Hermes Skill Forge 🔨

Self-evolving agent that turns repeated tasks into reusable Skills - autonomously.

Built for the NousResearch "Show us what Hermes Agent can do" hackathon.

What It Does

Hermes Skill Forge watches itself complete tasks, identifies reusable patterns, writes a Skill, tests it in a Python sandbox, refines it until quality >= 0.8, then publishes it to the agentskills.io marketplace.

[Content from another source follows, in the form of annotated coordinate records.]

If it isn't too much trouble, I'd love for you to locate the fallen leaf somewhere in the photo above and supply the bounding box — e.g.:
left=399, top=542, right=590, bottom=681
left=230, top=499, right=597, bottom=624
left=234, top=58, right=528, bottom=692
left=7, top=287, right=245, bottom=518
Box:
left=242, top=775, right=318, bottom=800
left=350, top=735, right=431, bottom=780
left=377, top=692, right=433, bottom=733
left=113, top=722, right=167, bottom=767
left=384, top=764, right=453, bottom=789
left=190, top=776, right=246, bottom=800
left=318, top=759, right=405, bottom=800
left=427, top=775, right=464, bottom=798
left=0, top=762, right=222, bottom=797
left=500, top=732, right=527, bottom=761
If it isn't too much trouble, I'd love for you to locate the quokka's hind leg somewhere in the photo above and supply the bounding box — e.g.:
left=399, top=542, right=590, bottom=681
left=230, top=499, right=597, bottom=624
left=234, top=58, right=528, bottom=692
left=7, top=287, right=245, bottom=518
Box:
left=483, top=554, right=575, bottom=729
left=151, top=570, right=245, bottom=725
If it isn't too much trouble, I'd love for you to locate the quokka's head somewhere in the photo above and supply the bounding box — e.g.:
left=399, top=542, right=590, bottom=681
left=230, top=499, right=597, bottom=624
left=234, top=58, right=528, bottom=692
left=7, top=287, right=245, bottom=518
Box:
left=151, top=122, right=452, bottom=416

The more it works, the smarter it gets.

Architecture

flowchart TD
    A([🔔 Repeated Task Detected]) --> B
    B[🔍 OBSERVE<br/>Search memory + marketplace<br/>Avoid duplication] --> C
    C[💡 ABSTRACT<br/>Extract reusable pattern<br/>Define inputs & outputs] --> D
    D[📝 WRITE<br/>Create SKILL.md<br/>With YAML frontmatter] --> E
    E[🧪 TEST<br/>Run 3 test cases in sandbox<br/>Happy · Edge · Error] --> F
    F{quality_score >= 0.8?}
    F -- Yes --> G[🚀 PUBLISH<br/>Simulate PR to<br/>agentskills.io]
    F -- No  --> H[🔧 REFINE<br/>Fix failures<br/>Rewrite skill]
    H --> E
    G --> I([🧠 UPDATE MEMORY<br/>Skill stored forever<br/>Never duplicated])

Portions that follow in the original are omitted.